Who were FDR's running mates? Ask the Chester A. Arthur Society - a letter from Sydney

BY day they're ordinary, hardworking political types.

By night, they're sages.

Welcome to the Chester Alan Arthur Society, a group of Labor Party officials, lawyers, and fellow travelers who share a fascination with American political trivia. At one of their dinners recently, various members of the group of 30 stood up and tossed into each others' steel-trap minds the following tidbits:

"Who was the last military person to be running mate on a third-party ticket?"

"Curtis Le May."

"Who were FDR's vice presidents?"

"Garner, Wallace, and Truman."

"Who was the last Republican candidate for president to win the election but lose California?"

Long silence.... "James A. Garfield!"

Murmurs of approval. "Good question!"

Now it's not as strange as it may seem to have Australians so interested in American political history. They have been raised on American popular culture. Many have worked, studied, or traveled in the United States. And like many Americans, they know exactly where they were when President Kennedy was shot.

The idea for the group came from Bob Carr, leader of the Labor opposition in New South Wales, who has been fascinated with US political history since 1968, "when the American system produced its most dramatic election campaign in history." In 1982, he and some friends celebrated the centenary of Franklin D. Roosevelt. The Chester Alan Arthur Society formed in 1986.

These guys (as most of them are) are not your average Australians. When they come to the US, do they go to Disneyland? The Grand Canyon? The Golden Gate Bridge? Noooooo. They visit presidential home sites ... and get misty.

The command of detail of these aficionados is daunting. They can tell you the last president sworn in by lantern light (Calvin Coolidge), the oldest presidential running mate (81-year-old Henry Davis, who ran with Alton B. Parker in 1904), and the new "first animal" (Socks, the Clintons' cat).

Scoring is simple: 3 points for correct answers, 2 for partially correct, and 1 for totally wrong, so long as it was a witty answer.

Members have an Australian gusto for amorous gossip. Michael Sexton, a barrister, stands to solemnly announce "an important scholarly breakthrough on Chester A. Arthur." He has dredged up an obscure reference in a biography to an impulsively delivered proposal of marriage to Vita Sackville-West's mother.

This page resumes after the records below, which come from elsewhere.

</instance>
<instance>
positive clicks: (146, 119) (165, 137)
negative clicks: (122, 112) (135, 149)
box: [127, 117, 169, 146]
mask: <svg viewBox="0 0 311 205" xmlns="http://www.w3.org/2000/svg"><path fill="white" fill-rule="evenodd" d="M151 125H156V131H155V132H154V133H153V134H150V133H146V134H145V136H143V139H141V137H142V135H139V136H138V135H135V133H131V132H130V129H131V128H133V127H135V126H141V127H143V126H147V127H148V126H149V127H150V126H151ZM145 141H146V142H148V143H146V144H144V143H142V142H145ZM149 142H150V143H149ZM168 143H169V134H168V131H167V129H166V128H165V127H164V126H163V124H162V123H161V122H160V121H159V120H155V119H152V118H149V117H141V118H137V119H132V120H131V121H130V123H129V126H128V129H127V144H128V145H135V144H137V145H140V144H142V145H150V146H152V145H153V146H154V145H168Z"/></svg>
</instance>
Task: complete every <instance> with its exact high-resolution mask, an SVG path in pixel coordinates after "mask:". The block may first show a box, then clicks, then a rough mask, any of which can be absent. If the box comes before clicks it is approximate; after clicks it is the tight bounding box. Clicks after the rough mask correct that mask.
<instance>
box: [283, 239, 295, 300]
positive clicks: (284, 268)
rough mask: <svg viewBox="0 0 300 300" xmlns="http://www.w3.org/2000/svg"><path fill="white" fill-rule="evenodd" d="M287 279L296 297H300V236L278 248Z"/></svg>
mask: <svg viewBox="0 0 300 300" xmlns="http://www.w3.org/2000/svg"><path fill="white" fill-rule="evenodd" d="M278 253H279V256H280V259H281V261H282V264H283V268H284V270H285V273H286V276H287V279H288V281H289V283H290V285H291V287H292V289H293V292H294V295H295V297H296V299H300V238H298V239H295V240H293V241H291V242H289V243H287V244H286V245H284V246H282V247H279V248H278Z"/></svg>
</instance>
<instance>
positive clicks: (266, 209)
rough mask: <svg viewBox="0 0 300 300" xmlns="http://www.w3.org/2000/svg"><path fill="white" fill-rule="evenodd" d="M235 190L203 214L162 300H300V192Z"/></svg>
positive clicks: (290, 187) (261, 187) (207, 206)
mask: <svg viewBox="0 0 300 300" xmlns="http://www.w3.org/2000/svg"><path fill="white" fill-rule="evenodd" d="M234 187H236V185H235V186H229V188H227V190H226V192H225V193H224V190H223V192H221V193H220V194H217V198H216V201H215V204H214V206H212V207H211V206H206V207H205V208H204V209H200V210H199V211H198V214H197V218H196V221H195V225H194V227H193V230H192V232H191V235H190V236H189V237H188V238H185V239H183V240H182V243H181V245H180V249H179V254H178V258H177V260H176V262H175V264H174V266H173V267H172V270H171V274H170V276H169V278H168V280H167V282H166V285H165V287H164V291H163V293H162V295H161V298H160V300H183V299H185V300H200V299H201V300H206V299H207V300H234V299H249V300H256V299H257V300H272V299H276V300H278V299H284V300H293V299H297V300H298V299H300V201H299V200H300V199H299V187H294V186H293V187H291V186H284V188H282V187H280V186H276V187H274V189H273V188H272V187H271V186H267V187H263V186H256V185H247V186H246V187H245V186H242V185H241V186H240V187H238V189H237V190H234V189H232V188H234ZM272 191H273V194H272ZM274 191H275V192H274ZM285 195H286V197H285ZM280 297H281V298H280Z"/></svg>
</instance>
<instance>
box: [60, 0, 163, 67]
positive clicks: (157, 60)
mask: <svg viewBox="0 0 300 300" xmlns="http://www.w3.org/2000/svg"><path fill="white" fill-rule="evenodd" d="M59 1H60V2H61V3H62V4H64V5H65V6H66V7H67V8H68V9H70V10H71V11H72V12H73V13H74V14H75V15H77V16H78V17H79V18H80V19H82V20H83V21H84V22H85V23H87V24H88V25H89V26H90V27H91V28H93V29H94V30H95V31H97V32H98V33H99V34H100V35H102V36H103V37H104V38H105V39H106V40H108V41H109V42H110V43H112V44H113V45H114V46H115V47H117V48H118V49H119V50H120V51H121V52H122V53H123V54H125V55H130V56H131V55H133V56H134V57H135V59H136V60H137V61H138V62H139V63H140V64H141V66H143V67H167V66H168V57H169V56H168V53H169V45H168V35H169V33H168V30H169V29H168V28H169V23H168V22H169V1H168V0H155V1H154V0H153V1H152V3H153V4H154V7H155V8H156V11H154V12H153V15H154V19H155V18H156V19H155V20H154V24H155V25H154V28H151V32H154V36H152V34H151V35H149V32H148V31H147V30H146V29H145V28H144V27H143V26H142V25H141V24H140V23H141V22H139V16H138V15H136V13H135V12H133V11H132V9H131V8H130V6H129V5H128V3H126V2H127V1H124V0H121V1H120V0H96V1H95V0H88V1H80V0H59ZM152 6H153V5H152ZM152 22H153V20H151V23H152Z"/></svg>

The members, even Mr. Sexton, poo-poo this. "Knowing what we know about him, the idea of him launching himself at a British woman.... We know he studied things very thoroughly," he says.

While the emphasis is on smart retorts, this mob can be as ripping as members of Parliament when someone offends. John McCarthy (a queen's counsel, or rarified breed of barrister) tried to offer up trivia questions about British politics, only to be shouted down. "This is heresy!" "He's a subversive!" "Boo!"

Scorekeeper Catherine Harding pursed her lips and deducted points for the faux pas from his heretofore winning score.

Mr. McCarthy, flummoxed, sat down.

Why, you may ask, did they pick Chester Alan Arthur, 21st president of the United States?

"He was the most obscure president we could find," says Mary Easson, a Labor candidate for a district seat. "He was a party hack; he only got the vice-presidency because he was a machine person. But when Garfield was assassinated, Arthur rose to the occasion. People thought he'd repay favors, but he became quite principled. We like to think that we, who are in the party machine here, if given the chance, would act as well."

"The other reason," Mrs. Easson says, "is that he gave great parties."